I read Mr. Blue for the first time a few years ago after reading an article that admonished something to the effect of, “you can’t claim to be a Chesterton fan if you’ve never read Mr. Blue.” Something like that. Fancying myself a Chester-phile, I figured Mr. Blue and I should be introduced. My reaction upon finishing the book was the same reaction I had after having read Chesterton for the first time, “who is this and why have I never heard of him?”
If you’re not familiar with Myles Connolly’s 1928 classic, it has just been republished by Cluny Media in a new scholarly edition that includes extensive notes, bibliography, and an introduction all by Stephen Mirarchi, PhD. Mirarchi is assistant professor of English at Benedictine College in Atchison, Kansas and his writing has appeared in the National Catholic Register and other scholarly publications. He specializes in theology in literature (he’s a former high school theology teacher), making Mr. Blue a perfect fit for his notes and commentary.
Although Mr. Blue was little regarded when it was published in 1928, by the 1950’s it would become widely read in schools and eventually attain a kind of cult status after going out of print around the 1960’s (the “post-Vatican II shuffle”, as Mirarchi notes in his introduction to the Cluny edition). It is a deeply Catholic novel. Connolly and his wife were devout Catholics and each had a sister who was a nun. Together they had a daughter who would also enter religious life. Connolly would go on to become an accomplished Hollywood screenwriter, with an uncredited contribution to Capra’s classic It’s a Wonderful Life. He died in California in 1964.
In the new Cluny Media edition of Mr. Blue, Mirarchi provides his own introduction—with some spoilers (first time readers may want to return to the introduction after a first read of the book) and some biography and historical context on Connolly. Mirarchi also dons his professor of literature tam in the introduction, commenting on “Literary Technique in Mr. Blue”, which is itself a wonderful description of how Catholic authors can, through their work, make readers “more aware of the strange and tender God Who by His birth and life and death has given individual birthing life and death, no matter how obscure and drab and common, a radiant and prevailing glory and an everlasting importance.” (quoted in Mirarchi, XXVI)
The notes are extensive, totaling 70-plus pages, but never overly scholarly or unnecessary. They offer historical, theological, and literary insights that would be easy to miss otherwise and that reveal the deep beauty and Catholic vision in Mr. Blue. Mirarchi also lets us in on his own research, including a bibliography for further reading and study. Mirarchi’s annotated Cluny Media edition is an excellent version of this thoroughly Catholic classic for both personal and classroom reading.

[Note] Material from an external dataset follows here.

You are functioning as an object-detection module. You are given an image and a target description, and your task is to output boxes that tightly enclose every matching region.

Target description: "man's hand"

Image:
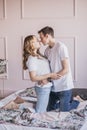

“The world will never be starved for a want of wonders, only a want of wonder” said Chesterton, who Connolly admits had a significant influence on his own writing. If there’s anything post-modern education needs, it’s a spirit of wonder. Mr. Blue should once again be required reading in high school and college classrooms to recapture the wonder and the joy that comes from living a life of service and surrender, the kind of sleeping on the roof, everyone is my brother, God is right here right now joy that makes Blue so strange and so winsome.